Мы уже прошли вдоль редкой, выдерганной изгороди и через что-то вроде калитки попали во двор. Два выходивших в эту сторону окна были наглухо завешены давным-давно выцветшими газетами. Меня удивило, что Симохин зачем-то соврал про мотор, который вовсе не «забарахлил», а был в действительности у Прохора. Я смотрел на его по-гусиному яркие вышагивавшие рядом ноги и вспоминал, как он смеялся Прохору в лицо и говорил, что и без мотора, на веслах уйдет куда-то в лиман, если захочет. Это, конечно, было не мое дело, мело ли что у них с Прохором, но он соврал и, выходит, был не так уж прост, каким пытался представиться. А кроме того, мне понималось, что с какой-то затаенной усмешкой посмотрел на меня, когда я сказал ему, что мне нужно где-то переночевать и, значит, у Прохора я оставаться не хочу.
— А вообще-то и про вас слушок до меня дошел, — засмеялся он, — что и вы такой же цыган насчет рыбки. Поговаривают. А что удивительного? Место глухое. Зачем вдруг приехал человек? Аргумент? Я и сам вдруг сейчас начал подозревать, когда вы сказали, что прямо сегодня уезжаете. Подумал: набрал, наверное, рыбки, и тикать. Чепуха. Ясно же. — И, отодвинув какую-то защелку, он открыл дверь: — Битте.
Толкнув плечом еще одну дверь, он отступил, и мы вошли.
— Только не споткнитесь, тут доска прыгает, — предупредил он, пропуская меня. — Окна не открываю. Еще хуже.
Это была та самая с газетами на окнах комната, набитая плотной душной желтизной. Пахло горячей известкой и нагретой бумагой. Первое, что я увидел, — прислоненный к стене ярко-красный мотоцикл «Ява». Потом обратил внимание на полки с книгами. Справа, в углу, покрытый белой клеенкой, стоял стол, на котором светился с поднятой антенной, весь в никелированных гранях транзистор, вокруг него несколько тарелок с жареной рыбой, солеными огурцами, крупно, по-мужски, нарезанными помидорами и еще с чем-то, бутылка коньяку и самая обыкновенная школьная чернильница-невыливайка с вставленной туда розовой ручкой. Но главное, что меня удивило, — множество развешанных на стенах акварелей величиной с лист из альбома для рисования. Что-то наподобие маленькой выставки. Комната была просторная, полупустая, прибранная, возможно для меня, и, как сам хозяин, нездешняя, неожиданная для Ордынки.

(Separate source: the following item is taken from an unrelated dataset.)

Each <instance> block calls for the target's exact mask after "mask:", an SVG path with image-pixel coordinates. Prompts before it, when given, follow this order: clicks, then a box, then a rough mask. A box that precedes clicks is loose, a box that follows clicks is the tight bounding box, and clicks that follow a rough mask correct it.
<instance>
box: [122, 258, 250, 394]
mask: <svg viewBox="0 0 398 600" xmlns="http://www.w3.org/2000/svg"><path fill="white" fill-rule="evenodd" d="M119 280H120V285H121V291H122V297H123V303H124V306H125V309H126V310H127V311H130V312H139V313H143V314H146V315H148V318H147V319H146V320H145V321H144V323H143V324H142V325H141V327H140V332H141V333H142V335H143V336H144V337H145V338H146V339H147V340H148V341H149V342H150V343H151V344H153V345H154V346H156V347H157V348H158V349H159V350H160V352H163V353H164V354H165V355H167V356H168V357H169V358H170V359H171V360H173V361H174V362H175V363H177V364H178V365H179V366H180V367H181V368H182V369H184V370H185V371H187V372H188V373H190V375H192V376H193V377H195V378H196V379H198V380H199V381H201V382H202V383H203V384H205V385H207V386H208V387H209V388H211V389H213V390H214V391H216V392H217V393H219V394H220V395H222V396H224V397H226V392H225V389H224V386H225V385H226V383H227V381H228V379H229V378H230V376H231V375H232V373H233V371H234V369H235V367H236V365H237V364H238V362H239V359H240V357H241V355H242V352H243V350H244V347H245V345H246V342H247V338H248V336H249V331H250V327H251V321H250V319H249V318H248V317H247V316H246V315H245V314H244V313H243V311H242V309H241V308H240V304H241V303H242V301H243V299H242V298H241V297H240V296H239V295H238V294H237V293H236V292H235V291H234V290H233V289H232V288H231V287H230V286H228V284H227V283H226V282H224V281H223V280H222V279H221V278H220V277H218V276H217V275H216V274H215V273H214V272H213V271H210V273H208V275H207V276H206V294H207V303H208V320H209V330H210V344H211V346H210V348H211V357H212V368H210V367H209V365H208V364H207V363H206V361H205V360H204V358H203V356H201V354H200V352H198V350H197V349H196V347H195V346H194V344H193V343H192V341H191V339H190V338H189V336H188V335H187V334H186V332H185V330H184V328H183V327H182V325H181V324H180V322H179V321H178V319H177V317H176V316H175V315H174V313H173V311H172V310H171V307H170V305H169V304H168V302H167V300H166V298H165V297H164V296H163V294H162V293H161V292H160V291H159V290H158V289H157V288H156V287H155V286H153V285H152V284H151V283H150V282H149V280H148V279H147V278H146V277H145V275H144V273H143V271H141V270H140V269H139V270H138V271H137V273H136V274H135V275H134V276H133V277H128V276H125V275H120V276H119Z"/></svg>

— Подойдет? — показал он на стоявшую недалеко от дверей аккуратно застеленную раскладушку. — А сам я у себя в конторе устроюсь. Белье свежее, можете не сомневаться. До лимана рукой подать. Никто сюда ходить не будет. И живите, сколько влезет. Нет — что-нибудь другое найдем. С жильем у нас тут не проблема. Подходит? — Он нагнулся к транзистору и выщелкнул музыку. — А рыбки вяленой, когда уезжать будете совсем, достанем самой лучшей. Найдем. А сейчас прошу… Помидорчики, рыбка…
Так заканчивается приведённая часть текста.